Legislative and Regulatory Overview

Deregulation, excess regulation, and failed regulation by the federal government have all been blamed for the late-2000s (decade) subprime mortgage crisis in the United States.

In general, conservatives have claimed that the financial crisis was caused by too much regulation aimed at increasing home ownership rates for lower income people. They have pointed to two policies in particular: the Community Reinvestment Act (CRA) of 1977, which they claim pressured private banks to make risky loans, and HUD affordable housing goals for the government sponsored enterprises ("GSEs") — Fannie Mae and Freddie Mac — which they claim caused the GSEs to purchase risky loans, and led to a general breakdown in underwriting standards for all lending.

Liberals present data that suggest GSE loans were less risky and performed better than loans securitized by more lightly regulated Wall Street banks. They also suggest that CRA loans mandated by the government performed better than subprime loans that were purely market-driven. They also present data which suggests that financial firms that lobbied the government most aggressively also had the riskiest lending practices, and lobbied for relief from regulations that were limiting their ability to take greater risks. In testimony before Congress both the Securities and Exchange Commission (SEC) and Alan Greenspan claimed failure in allowing the self-regulation of investment banks.

The Financial Crisis Inquiry Commission issued three concluding documents in January 2011: 1) The FCIC "conclusions" or report from the six Democratic Commissioners; 2) a "dissenting statement" from the three Republican Commissioners; and 3) a second "dissenting statement" from Commissioner Peter Wallison. Both the Democratic majority conclusions and Republican minority dissenting statement, representing the views of nine of the ten commissioners, concluded that government housing policies had little to do with the crisis. The majority report stated that Fannie Mae and Freddie Mac "were not a primary cause of the crisis" and that the Community Reinvestment Act "was not a significant factor in subprime lending or the crisis." The three Republican authors of their dissenting statement wrote: "Credit spreads declined not just for housing, but also for other asset classes like commercial real estate.

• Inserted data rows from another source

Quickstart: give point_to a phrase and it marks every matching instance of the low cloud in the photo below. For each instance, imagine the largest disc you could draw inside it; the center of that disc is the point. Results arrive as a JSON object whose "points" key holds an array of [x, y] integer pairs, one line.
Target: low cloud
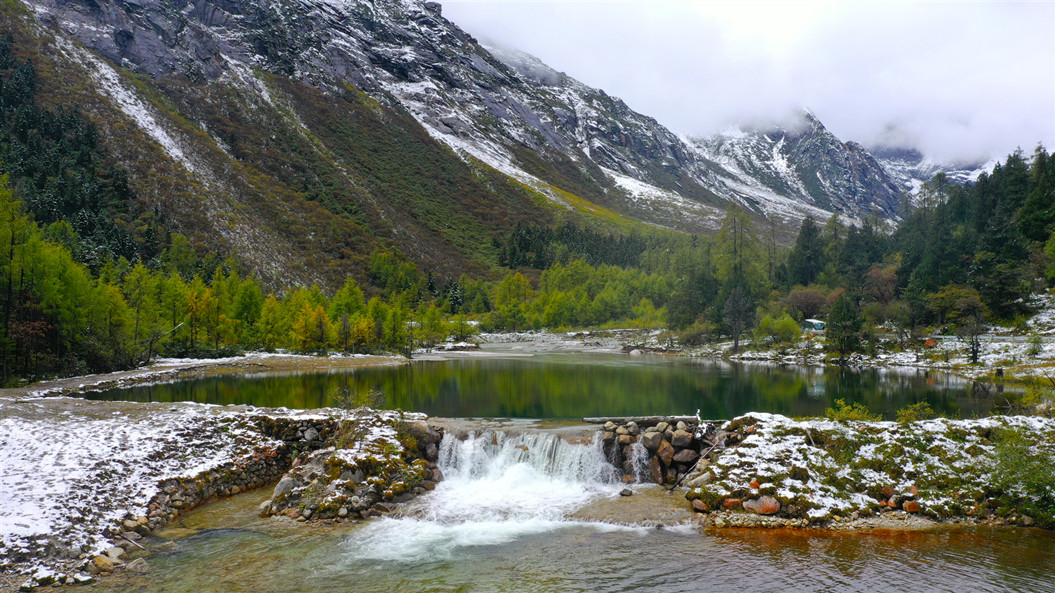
{"points": [[960, 81]]}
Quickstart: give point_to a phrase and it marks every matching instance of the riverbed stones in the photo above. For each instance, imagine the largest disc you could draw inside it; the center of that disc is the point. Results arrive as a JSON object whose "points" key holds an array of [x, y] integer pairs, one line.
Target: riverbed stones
{"points": [[763, 505], [101, 563], [652, 440], [686, 456], [138, 566], [699, 479], [682, 439], [732, 503], [666, 453], [655, 471]]}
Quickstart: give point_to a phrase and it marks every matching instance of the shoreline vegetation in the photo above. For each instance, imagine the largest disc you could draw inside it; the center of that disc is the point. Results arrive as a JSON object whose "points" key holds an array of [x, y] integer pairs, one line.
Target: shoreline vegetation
{"points": [[925, 473]]}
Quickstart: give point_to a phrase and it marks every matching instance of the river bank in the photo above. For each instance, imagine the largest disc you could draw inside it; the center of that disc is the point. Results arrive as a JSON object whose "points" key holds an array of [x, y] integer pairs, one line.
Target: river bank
{"points": [[165, 370], [77, 466]]}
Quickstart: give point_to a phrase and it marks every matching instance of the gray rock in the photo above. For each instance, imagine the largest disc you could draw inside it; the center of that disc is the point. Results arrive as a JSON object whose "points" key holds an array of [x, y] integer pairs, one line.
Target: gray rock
{"points": [[699, 480], [137, 566], [666, 453], [655, 471], [682, 439], [101, 563], [686, 456], [652, 440], [284, 486]]}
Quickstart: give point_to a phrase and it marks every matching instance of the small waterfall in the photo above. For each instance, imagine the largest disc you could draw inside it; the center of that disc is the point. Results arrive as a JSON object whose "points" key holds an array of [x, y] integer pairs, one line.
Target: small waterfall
{"points": [[493, 453], [639, 461], [497, 488]]}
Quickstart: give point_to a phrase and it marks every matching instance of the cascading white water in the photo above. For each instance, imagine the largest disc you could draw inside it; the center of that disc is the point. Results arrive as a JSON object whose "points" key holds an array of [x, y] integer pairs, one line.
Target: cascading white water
{"points": [[497, 488], [639, 461]]}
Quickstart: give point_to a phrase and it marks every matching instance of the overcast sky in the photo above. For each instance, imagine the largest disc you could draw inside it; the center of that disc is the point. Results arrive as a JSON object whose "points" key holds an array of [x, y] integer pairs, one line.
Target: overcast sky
{"points": [[960, 80]]}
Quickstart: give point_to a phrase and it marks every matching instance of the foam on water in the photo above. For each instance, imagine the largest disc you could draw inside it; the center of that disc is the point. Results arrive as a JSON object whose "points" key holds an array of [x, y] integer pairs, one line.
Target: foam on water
{"points": [[497, 488]]}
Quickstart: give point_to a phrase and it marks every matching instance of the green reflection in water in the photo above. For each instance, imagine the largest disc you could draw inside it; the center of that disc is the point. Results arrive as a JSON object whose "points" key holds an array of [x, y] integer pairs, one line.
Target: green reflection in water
{"points": [[574, 385]]}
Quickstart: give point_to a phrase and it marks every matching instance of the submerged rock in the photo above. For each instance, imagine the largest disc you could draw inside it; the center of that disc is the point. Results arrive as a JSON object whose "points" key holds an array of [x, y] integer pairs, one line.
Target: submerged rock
{"points": [[763, 505]]}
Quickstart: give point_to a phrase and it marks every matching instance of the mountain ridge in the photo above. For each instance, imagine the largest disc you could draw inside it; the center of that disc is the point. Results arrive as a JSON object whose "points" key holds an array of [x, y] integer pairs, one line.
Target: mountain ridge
{"points": [[304, 134]]}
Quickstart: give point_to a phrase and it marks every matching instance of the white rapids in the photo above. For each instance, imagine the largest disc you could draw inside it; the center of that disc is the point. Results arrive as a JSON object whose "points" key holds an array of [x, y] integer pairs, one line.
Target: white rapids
{"points": [[497, 488]]}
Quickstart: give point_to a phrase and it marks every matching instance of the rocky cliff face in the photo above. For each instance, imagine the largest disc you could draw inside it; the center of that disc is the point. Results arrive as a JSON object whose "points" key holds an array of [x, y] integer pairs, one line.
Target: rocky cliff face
{"points": [[233, 88], [805, 163], [909, 169]]}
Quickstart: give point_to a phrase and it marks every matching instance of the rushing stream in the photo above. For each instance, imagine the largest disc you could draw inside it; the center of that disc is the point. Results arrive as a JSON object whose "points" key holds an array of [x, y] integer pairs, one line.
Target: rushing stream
{"points": [[541, 512]]}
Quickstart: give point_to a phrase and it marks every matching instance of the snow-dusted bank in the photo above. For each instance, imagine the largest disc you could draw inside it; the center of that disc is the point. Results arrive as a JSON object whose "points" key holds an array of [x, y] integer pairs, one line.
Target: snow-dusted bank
{"points": [[81, 481], [778, 472]]}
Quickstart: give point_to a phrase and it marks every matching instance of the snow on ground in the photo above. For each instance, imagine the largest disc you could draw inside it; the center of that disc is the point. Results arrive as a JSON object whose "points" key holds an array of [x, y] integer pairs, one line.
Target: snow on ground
{"points": [[73, 467], [109, 81], [827, 469]]}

This tells us to look to the credit bubble as an essential cause of the U.S. housing bubble. It also tells us that problems with U.S. housing policy or markets do not by themselves explain the U.S. housing bubble."

However, Commissioner Wallison's dissenting statement did place the blame squarely on government housing policies, which in his view contributed to an excessive number of high-risk mortgages: "...I believe that the sine qua non of the financial crisis was U.S. government housing policy, which led to the creation of 27 million subprime and other risky loans—half of all mortgages in the United States—which were ready to default as soon as the massive 1997-2007 housing bubble began to deflate. If the U.S. government had not chosen this policy path—fostering the growth of a bubble of unprecedented size and an equally unprecedented number of weak and high risk residential mortgages—the great financial crisis of 2008 would never have occurred."